RAMALLAH: The Israeli army killed 20-year-old Palestinian man Khalil Al-Anis, shooting him in the head during a military invasion of the city of Nablus at dawn on Thursday.
Clashes erupted as Israeli army forces blew up the house of Palestinian detainee Osama Al-Taweel.
The Palestinian Red Crescent reported that about 337 others — including four children— were injured by Israeli army bullets and gas, two of them seriously, during the confrontations.
The Israeli army also directly targeted a Palestinian ambulance with live bullets and a stun grenade, which shattered the vehicle’s windshield. The paramedics were not injured.
With the death of Al-Anis, the number of Palestinians killed by the Israeli army and settlers since the beginning of this year has risen to 167. The death toll includes 36 from the Gaza Strip who were killed last May.
Palestinian Prime Minister Mohammed Shtayyeh accused Israel of reoccupying the West Bank and violating international and humanitarian law.
He said the occupied Palestinian territories have witnessed frequent incursions by the Israeli army, including into Al-Aqsa Mosque; shoot-to-kill offensives; arrests; and the seizure of lands in favor of settlement expansion.
Nabil Abu Rudeineh, official spokesman for the Palestinian presidency, said Israel’s continued escalation would plunge the region into a spiral of violence and chaos.
He condemned Thursday’s storming of Nablus, the killing of the Al-Anis and the detonation of Al-Taweel’s house, adding that the policy of collective punishment Israel practices — whether by demolishing homes, killing citizens or besieging Jenin and Nablus — is a war crime under international law.
Israel must be punished for these crimes and serious measures must be taken to stop it from committing further ones, he added.
Gen.

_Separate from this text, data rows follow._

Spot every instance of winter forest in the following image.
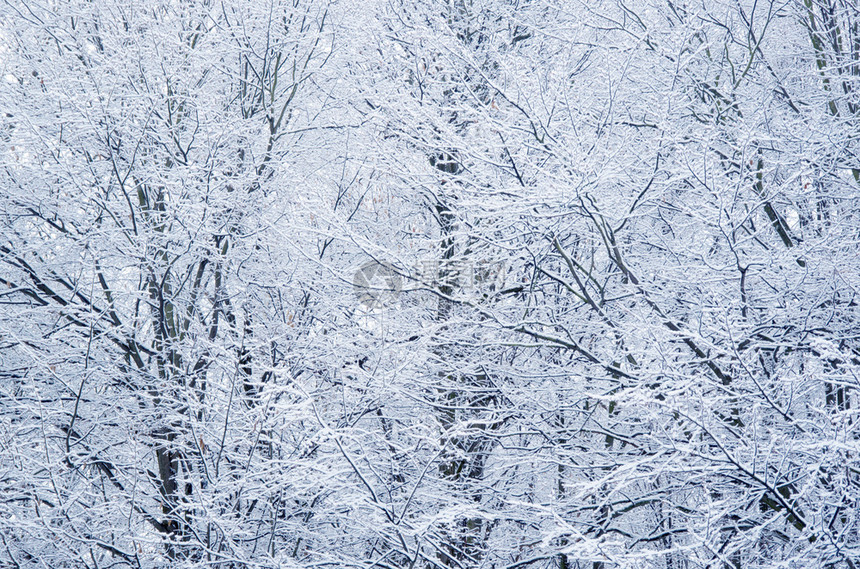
[0,0,860,569]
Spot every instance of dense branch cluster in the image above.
[0,0,860,569]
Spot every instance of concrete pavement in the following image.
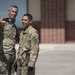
[35,44,75,75]
[16,44,75,75]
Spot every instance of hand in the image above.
[28,67,33,72]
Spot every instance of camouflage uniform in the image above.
[17,26,39,75]
[0,24,17,75]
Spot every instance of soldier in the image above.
[0,5,18,75]
[17,14,39,75]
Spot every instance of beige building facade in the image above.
[28,0,75,44]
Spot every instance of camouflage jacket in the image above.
[18,26,39,67]
[0,24,17,54]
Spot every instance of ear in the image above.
[30,20,32,23]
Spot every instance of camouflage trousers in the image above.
[17,53,35,75]
[0,53,15,75]
[17,66,35,75]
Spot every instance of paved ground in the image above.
[16,44,75,75]
[36,50,75,75]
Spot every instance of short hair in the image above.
[10,5,18,9]
[23,13,33,20]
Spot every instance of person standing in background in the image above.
[17,14,39,75]
[0,5,19,75]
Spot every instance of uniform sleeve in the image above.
[28,32,39,67]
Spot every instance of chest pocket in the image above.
[4,24,16,39]
[23,34,31,49]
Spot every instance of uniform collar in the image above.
[23,26,32,34]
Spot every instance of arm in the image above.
[28,32,39,67]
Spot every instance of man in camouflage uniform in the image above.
[17,14,39,75]
[0,5,18,75]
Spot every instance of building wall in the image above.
[41,0,65,43]
[28,0,75,44]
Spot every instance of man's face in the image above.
[8,7,18,18]
[22,16,32,27]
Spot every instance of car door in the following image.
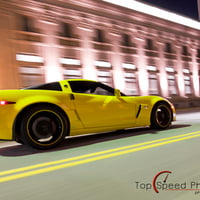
[68,81,135,128]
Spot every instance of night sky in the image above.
[138,0,198,20]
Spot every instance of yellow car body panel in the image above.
[0,79,175,143]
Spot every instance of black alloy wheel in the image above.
[151,102,172,129]
[21,106,69,149]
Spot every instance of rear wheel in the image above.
[151,102,172,129]
[21,106,69,149]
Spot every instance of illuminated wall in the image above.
[0,0,200,103]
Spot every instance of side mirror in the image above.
[115,89,121,99]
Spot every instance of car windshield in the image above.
[24,82,62,91]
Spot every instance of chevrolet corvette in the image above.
[0,79,175,149]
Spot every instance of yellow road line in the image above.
[0,131,200,183]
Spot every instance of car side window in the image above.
[69,81,114,96]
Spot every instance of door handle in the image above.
[70,94,75,100]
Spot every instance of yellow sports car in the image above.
[0,79,175,149]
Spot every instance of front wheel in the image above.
[151,102,172,129]
[21,106,69,149]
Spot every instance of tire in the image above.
[20,105,69,149]
[150,102,172,129]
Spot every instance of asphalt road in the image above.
[0,109,200,200]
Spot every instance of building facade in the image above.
[0,0,200,107]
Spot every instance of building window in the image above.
[60,58,82,79]
[165,42,173,53]
[124,72,139,96]
[61,23,74,38]
[182,46,189,56]
[16,54,44,63]
[146,39,155,50]
[20,15,34,32]
[168,75,177,96]
[149,74,159,95]
[122,34,132,47]
[184,76,192,95]
[94,29,106,42]
[63,68,82,79]
[197,49,200,58]
[19,66,44,88]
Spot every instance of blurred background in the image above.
[0,0,200,108]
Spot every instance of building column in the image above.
[190,48,200,96]
[79,26,97,80]
[157,43,169,97]
[0,13,19,89]
[175,46,185,97]
[41,22,63,82]
[110,33,125,91]
[137,38,149,96]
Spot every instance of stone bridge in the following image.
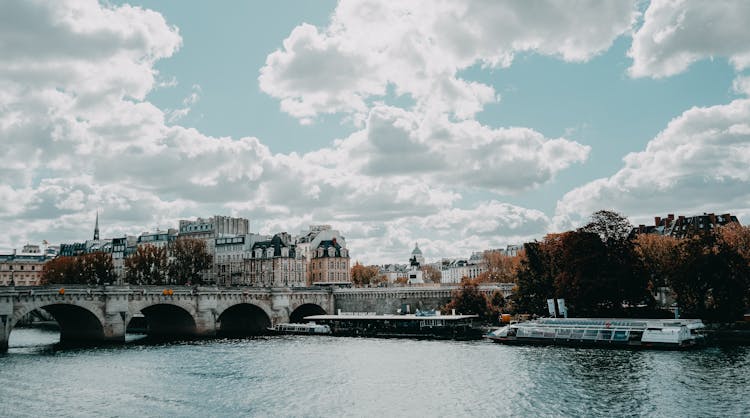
[0,285,510,352]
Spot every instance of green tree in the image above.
[670,231,750,321]
[511,240,555,315]
[125,244,168,284]
[169,238,213,285]
[351,261,380,286]
[443,278,493,321]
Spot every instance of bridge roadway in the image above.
[0,285,512,352]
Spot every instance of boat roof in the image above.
[516,318,703,328]
[305,314,479,321]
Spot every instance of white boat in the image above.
[268,322,331,335]
[486,318,704,349]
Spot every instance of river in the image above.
[0,329,750,417]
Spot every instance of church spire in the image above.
[94,210,99,241]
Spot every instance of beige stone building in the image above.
[0,245,52,286]
[308,230,352,285]
[246,232,307,287]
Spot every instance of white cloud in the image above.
[259,0,637,123]
[168,84,201,123]
[628,0,750,77]
[326,106,590,194]
[554,99,750,230]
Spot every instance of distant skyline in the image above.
[0,0,750,263]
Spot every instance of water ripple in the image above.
[0,330,750,417]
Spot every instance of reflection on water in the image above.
[0,329,750,416]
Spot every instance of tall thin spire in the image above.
[94,210,99,241]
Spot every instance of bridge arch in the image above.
[216,302,272,337]
[6,300,109,344]
[125,300,198,338]
[289,303,327,323]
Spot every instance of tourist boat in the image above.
[268,322,331,335]
[305,312,482,340]
[486,318,704,349]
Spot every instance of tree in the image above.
[718,222,750,311]
[351,261,380,286]
[125,244,168,284]
[422,266,443,284]
[512,234,562,315]
[580,210,633,246]
[479,251,521,283]
[42,252,115,285]
[633,234,679,287]
[443,278,493,320]
[41,256,83,284]
[169,238,213,284]
[82,251,115,285]
[670,230,750,321]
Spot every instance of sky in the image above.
[0,0,750,263]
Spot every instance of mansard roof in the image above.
[252,234,297,257]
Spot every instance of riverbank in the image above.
[705,322,750,345]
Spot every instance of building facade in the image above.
[246,232,307,287]
[0,245,52,286]
[631,213,739,238]
[308,229,352,285]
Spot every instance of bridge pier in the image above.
[0,288,15,353]
[0,315,10,353]
[195,288,219,337]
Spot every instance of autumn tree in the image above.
[443,278,494,321]
[422,265,443,284]
[82,251,116,285]
[125,244,168,284]
[41,256,83,284]
[669,230,750,321]
[633,234,679,290]
[42,252,115,285]
[718,222,750,311]
[580,210,633,246]
[512,240,556,315]
[168,238,213,284]
[479,251,521,283]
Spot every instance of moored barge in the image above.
[268,322,331,335]
[305,313,482,340]
[486,318,704,349]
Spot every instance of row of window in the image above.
[0,264,36,271]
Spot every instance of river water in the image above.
[0,329,750,417]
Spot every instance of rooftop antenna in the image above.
[94,210,99,241]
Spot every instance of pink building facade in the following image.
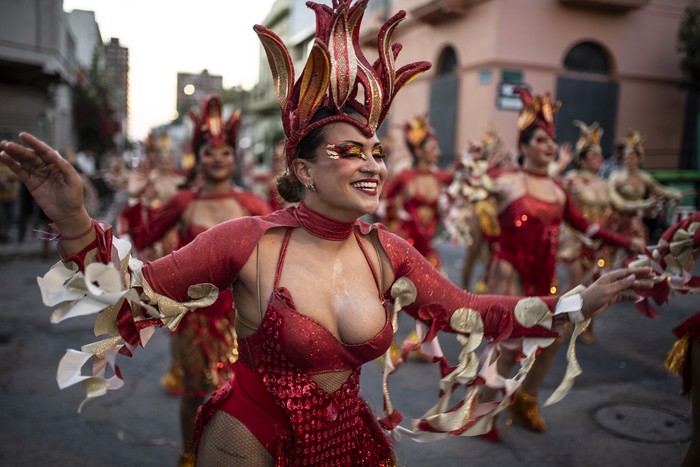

Akram Rajoub, governor of Jenin, said that Israelis are aiming to re-establish total control over the West Bank, from its people to its land and resources.
He told Arab News that the near-daily Israeli military incursions into Jenin are unjustified, as there was no security threat against Israeli citizens present there.
Maj. Gen. (retired) Adnan Al-Damiri, a former spokesman for the Palestinian security services, told Arab News that Israel considers the West Bank a security threat against its 700,000 soldiers and settlers who are spread throughout the territory.
“Israel’s aim — through its recent unprecedented military escalation in the West Bank — is to pressure President Mahmoud Abbas to sit down with Israeli leaders for negotiations in which the Palestinians will receive services, not political rights,” he said.
Al-Damiri added that Israel had reoccupied the West Bank since 2002, and nothing remains of the Oslo Accords except for the services provided by the Israeli Civil Administration to Palestinians. All political clauses have been canceled, he said.
He also said that Israeli policy in the West Bank “is based on imposing a fait accompli by strengthening settlements and expanding military incursions into Palestinian cities under the justification that Palestinian security services are unable or unwilling to arrest resistance fighters.”
Israelis “only want Palestinian security services to fight their people for the sake of Israel, and this is difficult to accept,” Al-Damiri said, adding: “If the Israeli army stops killing Palestinians, then it will not be called an army, and it will become idle.”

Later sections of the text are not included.